I’m reading a fascinating book (originally a doctoral dissertation) about the founding of the Marqués de Riscal winery in the mid-19th century, titled El Marqués que reflotó el Rioja (The Marquis who salvaged Rioja wine).

One of the most interesting chapters discusses the marquis’ role in the Médoc Alavés project.  For those of you who don’t know what that is, it was an experiment sponsored by the government of Álava from 1862 to 1868 to attempt to make wine in Rioja using vineyard management techniques and winemaking processes from the Médoc.

I was surprised to read that the marquis, Camilo Hurtado de Amézaga, was only responsible for hiring the Bordeaux winemaker – Jean Pineau from Château Lanessan – and arranging for the shipment of a number of 225-liter oak casks from Bordeaux as well as 9.000 vine shoots of different varietals for the nine wineries that participated in the project.  Hurtado de Amézaga did not participate in the experiment himself.

Even more interesting was the choice of varietals:  johannisberg riesling, semillion, purmint (furmint?), pinot gris, pinot blanc, pinot noir, cabernet sauvignon and two totally unknown varietals, at least to me:  moissac and pieponille.  A quick look at Jancis Robinson’s Vines, Grapes and Wines revealed that moissac is a synonym of mauzac blanc, a white variety planted in southwestern France, especially in Gaillac, while pieponille is likely a misspelling of picpouille, a minor red variety in Châteauneuf-du-Pape.

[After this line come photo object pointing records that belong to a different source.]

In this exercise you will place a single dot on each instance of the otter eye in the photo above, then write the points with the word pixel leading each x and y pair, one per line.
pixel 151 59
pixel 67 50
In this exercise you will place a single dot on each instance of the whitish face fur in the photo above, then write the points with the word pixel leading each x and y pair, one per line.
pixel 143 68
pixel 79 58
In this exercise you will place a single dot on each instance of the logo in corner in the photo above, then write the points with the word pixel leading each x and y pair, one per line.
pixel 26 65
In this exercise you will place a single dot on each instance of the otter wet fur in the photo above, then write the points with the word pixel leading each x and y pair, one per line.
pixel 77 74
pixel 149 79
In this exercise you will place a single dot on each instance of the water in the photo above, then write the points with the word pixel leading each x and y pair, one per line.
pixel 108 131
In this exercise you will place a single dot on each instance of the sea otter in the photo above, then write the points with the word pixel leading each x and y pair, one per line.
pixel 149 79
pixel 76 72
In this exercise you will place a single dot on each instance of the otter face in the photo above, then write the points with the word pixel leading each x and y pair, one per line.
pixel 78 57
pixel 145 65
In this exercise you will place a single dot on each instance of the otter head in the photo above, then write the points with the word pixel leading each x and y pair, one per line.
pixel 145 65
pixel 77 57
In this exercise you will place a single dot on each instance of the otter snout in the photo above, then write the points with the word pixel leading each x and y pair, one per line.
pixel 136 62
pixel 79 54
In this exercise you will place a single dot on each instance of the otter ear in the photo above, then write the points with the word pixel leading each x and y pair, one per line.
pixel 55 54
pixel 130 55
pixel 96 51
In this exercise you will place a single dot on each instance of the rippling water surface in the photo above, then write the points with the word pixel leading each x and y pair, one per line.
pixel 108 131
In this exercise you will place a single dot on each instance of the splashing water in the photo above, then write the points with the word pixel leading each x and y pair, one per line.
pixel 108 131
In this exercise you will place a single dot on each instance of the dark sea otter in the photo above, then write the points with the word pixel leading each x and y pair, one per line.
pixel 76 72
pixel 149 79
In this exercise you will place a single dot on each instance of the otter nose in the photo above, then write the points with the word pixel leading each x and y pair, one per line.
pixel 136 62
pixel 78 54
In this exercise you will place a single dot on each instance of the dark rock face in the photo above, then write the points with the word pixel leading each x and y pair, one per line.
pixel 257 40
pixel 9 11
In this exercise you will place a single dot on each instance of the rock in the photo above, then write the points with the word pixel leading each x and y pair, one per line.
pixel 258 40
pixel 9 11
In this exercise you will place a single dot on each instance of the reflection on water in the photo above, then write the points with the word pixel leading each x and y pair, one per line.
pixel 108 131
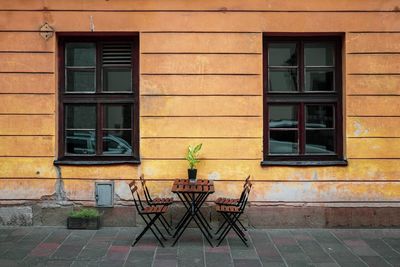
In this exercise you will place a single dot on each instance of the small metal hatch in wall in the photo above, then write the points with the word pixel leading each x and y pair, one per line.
pixel 104 194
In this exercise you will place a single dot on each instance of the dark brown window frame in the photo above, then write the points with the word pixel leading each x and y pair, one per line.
pixel 98 98
pixel 301 98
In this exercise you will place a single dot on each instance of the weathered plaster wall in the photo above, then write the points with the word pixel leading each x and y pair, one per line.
pixel 201 81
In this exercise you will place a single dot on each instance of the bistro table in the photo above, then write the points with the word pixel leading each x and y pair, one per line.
pixel 193 195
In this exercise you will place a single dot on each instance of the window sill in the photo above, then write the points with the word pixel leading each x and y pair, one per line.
pixel 304 163
pixel 94 162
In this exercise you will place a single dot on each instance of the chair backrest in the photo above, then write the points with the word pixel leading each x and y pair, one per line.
pixel 246 183
pixel 145 189
pixel 245 196
pixel 134 191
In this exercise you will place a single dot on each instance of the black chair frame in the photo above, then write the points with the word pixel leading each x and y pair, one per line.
pixel 232 218
pixel 150 202
pixel 150 222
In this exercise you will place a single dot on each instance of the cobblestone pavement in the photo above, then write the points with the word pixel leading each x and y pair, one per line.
pixel 52 246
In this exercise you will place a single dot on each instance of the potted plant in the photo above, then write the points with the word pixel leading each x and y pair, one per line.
pixel 86 218
pixel 192 158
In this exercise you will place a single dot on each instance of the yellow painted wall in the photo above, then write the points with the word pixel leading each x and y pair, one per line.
pixel 212 94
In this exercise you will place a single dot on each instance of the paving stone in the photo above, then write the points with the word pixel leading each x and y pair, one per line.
pixel 94 251
pixel 118 253
pixel 360 247
pixel 165 263
pixel 111 263
pixel 300 264
pixel 65 252
pixel 382 248
pixel 10 263
pixel 395 261
pixel 218 259
pixel 111 247
pixel 393 242
pixel 314 251
pixel 330 264
pixel 166 253
pixel 375 261
pixel 273 264
pixel 58 263
pixel 301 235
pixel 58 236
pixel 246 263
pixel 83 263
pixel 140 258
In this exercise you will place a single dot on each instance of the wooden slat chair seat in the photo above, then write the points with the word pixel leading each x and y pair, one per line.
pixel 227 201
pixel 232 202
pixel 156 202
pixel 232 209
pixel 154 209
pixel 232 215
pixel 149 214
pixel 162 201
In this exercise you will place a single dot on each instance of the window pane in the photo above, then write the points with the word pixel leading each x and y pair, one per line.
pixel 80 142
pixel 80 81
pixel 319 80
pixel 117 116
pixel 117 80
pixel 80 116
pixel 117 143
pixel 81 54
pixel 320 142
pixel 319 54
pixel 282 116
pixel 282 80
pixel 319 116
pixel 282 54
pixel 283 142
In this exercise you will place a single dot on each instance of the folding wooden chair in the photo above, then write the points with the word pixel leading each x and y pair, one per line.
pixel 232 215
pixel 232 202
pixel 156 202
pixel 149 214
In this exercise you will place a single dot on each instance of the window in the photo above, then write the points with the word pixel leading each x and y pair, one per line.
pixel 98 92
pixel 302 101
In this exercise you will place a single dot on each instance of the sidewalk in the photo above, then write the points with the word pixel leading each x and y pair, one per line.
pixel 52 246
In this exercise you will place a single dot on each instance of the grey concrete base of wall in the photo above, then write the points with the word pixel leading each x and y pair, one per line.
pixel 255 216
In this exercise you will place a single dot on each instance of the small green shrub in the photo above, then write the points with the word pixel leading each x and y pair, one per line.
pixel 85 213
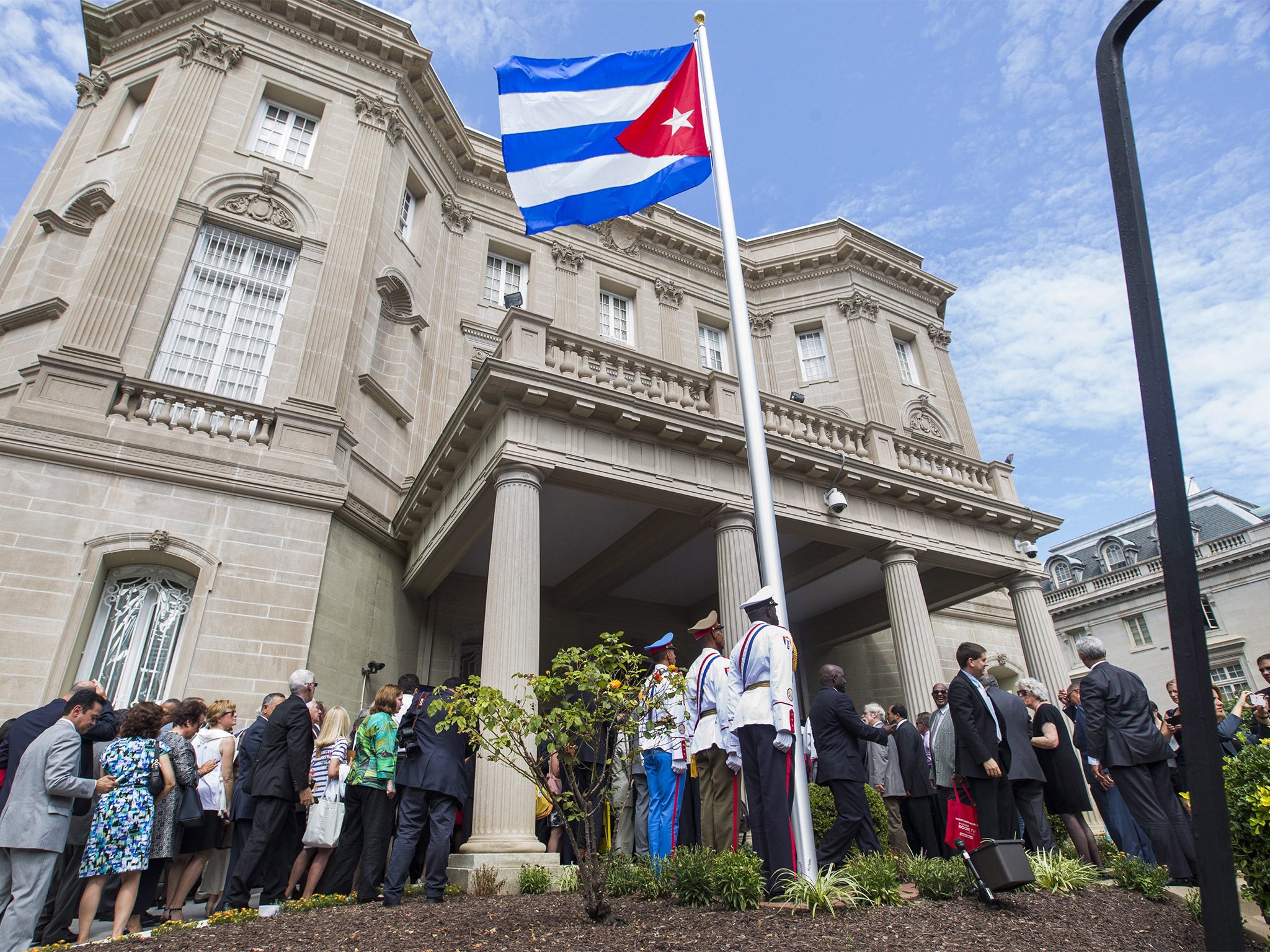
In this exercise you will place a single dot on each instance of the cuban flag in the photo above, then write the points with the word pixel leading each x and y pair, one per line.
pixel 601 136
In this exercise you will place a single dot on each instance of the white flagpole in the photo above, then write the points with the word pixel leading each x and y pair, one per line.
pixel 756 443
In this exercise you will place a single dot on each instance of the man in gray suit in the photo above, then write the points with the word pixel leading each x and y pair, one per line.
pixel 1026 777
pixel 38 814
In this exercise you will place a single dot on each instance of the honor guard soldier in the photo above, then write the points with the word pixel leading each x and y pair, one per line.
pixel 762 674
pixel 713 742
pixel 666 748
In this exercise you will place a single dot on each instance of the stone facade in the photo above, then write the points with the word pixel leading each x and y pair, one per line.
pixel 263 405
pixel 1109 584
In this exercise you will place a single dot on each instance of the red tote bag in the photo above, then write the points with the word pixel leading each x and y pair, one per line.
pixel 963 822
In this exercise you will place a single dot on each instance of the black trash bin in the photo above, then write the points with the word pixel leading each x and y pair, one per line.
pixel 1002 865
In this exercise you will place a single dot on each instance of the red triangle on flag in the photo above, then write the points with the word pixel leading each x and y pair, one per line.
pixel 673 123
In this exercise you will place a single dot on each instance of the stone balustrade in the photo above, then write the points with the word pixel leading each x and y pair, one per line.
pixel 618 368
pixel 944 465
pixel 192 412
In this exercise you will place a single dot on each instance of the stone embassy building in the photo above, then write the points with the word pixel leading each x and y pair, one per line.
pixel 262 405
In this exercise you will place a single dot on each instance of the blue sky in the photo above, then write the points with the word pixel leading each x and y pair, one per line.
pixel 969 133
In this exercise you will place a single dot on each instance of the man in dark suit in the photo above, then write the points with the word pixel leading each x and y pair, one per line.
pixel 432 783
pixel 1123 741
pixel 838 730
pixel 1026 777
pixel 243 806
pixel 918 804
pixel 982 747
pixel 280 778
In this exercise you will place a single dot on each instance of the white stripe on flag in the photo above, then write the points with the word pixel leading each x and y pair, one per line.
pixel 535 112
pixel 548 183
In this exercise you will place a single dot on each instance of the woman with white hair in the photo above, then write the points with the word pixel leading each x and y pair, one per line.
pixel 1066 795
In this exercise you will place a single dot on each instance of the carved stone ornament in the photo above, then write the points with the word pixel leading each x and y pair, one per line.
pixel 939 337
pixel 92 88
pixel 259 207
pixel 922 420
pixel 379 113
pixel 668 294
pixel 760 325
pixel 567 257
pixel 620 235
pixel 454 215
pixel 859 305
pixel 210 47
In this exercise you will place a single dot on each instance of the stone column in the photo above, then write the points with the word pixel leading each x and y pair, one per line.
pixel 1037 633
pixel 916 653
pixel 98 322
pixel 504 801
pixel 737 562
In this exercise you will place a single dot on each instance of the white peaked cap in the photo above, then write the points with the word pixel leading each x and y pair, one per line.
pixel 760 598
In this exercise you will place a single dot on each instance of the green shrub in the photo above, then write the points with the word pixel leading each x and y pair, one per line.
pixel 690 870
pixel 737 879
pixel 822 892
pixel 1248 798
pixel 624 876
pixel 877 880
pixel 1132 874
pixel 534 880
pixel 1061 874
pixel 939 879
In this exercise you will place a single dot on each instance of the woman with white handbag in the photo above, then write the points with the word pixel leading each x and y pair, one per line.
pixel 327 815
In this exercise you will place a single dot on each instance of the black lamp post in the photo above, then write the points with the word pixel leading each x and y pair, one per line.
pixel 1215 873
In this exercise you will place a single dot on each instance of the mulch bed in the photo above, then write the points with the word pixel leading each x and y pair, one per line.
pixel 1094 919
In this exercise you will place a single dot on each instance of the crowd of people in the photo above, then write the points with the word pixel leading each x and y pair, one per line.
pixel 139 810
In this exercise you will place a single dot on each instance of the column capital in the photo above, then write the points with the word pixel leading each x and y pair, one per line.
pixel 1025 580
pixel 517 472
pixel 733 519
pixel 898 552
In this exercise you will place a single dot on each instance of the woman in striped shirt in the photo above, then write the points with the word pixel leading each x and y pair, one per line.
pixel 331 751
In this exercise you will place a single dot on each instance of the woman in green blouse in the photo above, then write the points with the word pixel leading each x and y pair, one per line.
pixel 368 800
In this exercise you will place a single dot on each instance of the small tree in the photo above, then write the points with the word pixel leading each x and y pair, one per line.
pixel 590 700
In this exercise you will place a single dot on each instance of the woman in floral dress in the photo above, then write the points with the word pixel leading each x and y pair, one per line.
pixel 120 839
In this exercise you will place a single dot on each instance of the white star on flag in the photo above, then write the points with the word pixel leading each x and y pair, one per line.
pixel 678 121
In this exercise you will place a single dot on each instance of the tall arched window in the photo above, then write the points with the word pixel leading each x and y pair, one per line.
pixel 135 632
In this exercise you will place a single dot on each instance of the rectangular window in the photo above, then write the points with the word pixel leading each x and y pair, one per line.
pixel 502 277
pixel 711 347
pixel 907 366
pixel 228 315
pixel 1209 614
pixel 1139 631
pixel 1230 679
pixel 283 134
pixel 615 315
pixel 813 356
pixel 406 215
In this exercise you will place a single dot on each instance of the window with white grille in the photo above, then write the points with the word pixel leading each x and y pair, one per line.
pixel 813 356
pixel 135 631
pixel 1139 632
pixel 406 215
pixel 225 325
pixel 502 277
pixel 615 318
pixel 1209 614
pixel 283 134
pixel 711 343
pixel 1230 679
pixel 907 364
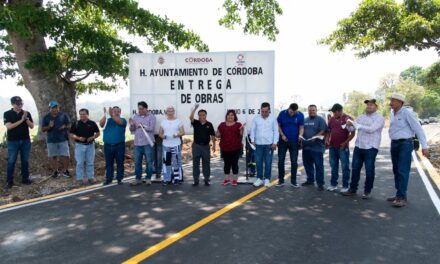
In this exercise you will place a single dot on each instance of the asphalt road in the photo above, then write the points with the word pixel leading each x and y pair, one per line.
pixel 280 225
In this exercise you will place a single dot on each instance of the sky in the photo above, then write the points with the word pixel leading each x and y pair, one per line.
pixel 305 72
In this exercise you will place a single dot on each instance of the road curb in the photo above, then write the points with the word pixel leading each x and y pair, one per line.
pixel 432 172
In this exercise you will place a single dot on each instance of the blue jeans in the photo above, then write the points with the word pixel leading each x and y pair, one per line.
pixel 14 147
pixel 361 156
pixel 263 155
pixel 139 153
pixel 401 159
pixel 85 153
pixel 313 162
pixel 343 155
pixel 114 152
pixel 158 160
pixel 283 146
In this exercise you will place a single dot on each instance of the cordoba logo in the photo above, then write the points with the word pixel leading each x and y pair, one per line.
pixel 198 60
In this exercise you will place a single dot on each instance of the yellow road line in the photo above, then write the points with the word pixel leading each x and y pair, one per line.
pixel 175 237
pixel 432 172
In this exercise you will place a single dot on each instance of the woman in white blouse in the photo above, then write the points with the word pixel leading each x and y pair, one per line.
pixel 171 130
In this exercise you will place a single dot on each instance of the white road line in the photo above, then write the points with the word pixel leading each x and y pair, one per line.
pixel 434 197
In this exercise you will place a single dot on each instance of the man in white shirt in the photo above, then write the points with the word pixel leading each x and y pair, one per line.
pixel 403 126
pixel 264 136
pixel 369 126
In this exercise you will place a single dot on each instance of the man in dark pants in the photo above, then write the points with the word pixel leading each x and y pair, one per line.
pixel 114 144
pixel 314 148
pixel 369 126
pixel 203 134
pixel 403 126
pixel 18 122
pixel 291 128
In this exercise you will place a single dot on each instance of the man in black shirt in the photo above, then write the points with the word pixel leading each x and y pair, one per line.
pixel 84 133
pixel 18 122
pixel 203 134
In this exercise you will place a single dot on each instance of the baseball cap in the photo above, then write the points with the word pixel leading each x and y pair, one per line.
pixel 16 99
pixel 53 104
pixel 398 96
pixel 336 107
pixel 373 101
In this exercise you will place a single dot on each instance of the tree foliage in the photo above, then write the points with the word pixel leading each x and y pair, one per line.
pixel 84 37
pixel 387 25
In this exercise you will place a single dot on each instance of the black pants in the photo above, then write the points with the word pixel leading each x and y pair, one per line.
pixel 201 152
pixel 231 161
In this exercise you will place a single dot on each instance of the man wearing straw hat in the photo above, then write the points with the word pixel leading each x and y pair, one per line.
pixel 403 126
pixel 142 125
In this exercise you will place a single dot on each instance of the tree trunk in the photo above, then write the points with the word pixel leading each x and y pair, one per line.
pixel 42 86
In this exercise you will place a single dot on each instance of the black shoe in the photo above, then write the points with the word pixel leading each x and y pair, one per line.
pixel 66 174
pixel 55 174
pixel 307 183
pixel 107 182
pixel 26 182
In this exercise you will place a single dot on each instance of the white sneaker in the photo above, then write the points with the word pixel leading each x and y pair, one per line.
pixel 266 183
pixel 332 188
pixel 258 183
pixel 344 189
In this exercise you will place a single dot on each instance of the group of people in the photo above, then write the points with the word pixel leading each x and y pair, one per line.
pixel 289 131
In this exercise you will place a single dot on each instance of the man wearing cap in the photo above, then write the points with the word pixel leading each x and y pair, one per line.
pixel 403 126
pixel 18 122
pixel 369 126
pixel 291 129
pixel 313 147
pixel 84 133
pixel 114 144
pixel 57 125
pixel 142 125
pixel 338 140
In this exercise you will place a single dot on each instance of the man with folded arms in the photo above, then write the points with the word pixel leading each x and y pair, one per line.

Therefore, the Médoc Alavés project seemed to favor white varieties over red and more emphasis on varieties from eastern, southern and northern France than on those associated nowadays with the Médoc.

In any case, the Marquis of Riscal hired Jean Pineau for his own project after the Médoc Alavés project was judged a failure due to higher production costs and poor harvests which failed to enthuse the rest of the wineries from Álava.  As a matter of fact, the varietals planted in Riscal’s vineyards in the period immediately before the onset of phylloxera at the very beginning of the 20th century were:

  •  tempranillo 76,37%
  • graciano 7,38%
  • calagraña 4,94%
  • mazuelo 4,57%
  • jaén 4,38%
  • garnacha 1,81%
  • morisco 0,55%

Four of the seven varietals (tempranillo, garnacha, mazuelo and graciano) are official varieties in Rioja today, while calagraña is still present in Rioja, although today included in ‘other varietals’ by the Rioja Regulatory Council.

It seems pretty clear to me that Riscal’s project had more to do with vinifying red varieties and aging in oak casks than producing white and red wines from French varietals like his neighbors.

If anyone is interested in reading this fascinating book (sadly only available in Spanish), it can be found in the gift shop at Marqués de Riscal or through the publishing house LID Editorial Empresarial, S.L.

3 thoughts on “The Marquis who salvaged Rioja wine

  1. Thanks for providing this summary! Most interesting. Its a shame that the book has not been translated–it sounds like a must-read for us historians who are also Rioja fans.

  2. Thank you so much for another brief inside in Rioja history. As a historian who has studied a lot of winehistory too, in recent years, I try to find as much literature as possible. I don’t read Spanish, so your translations and summaries are absolutely great!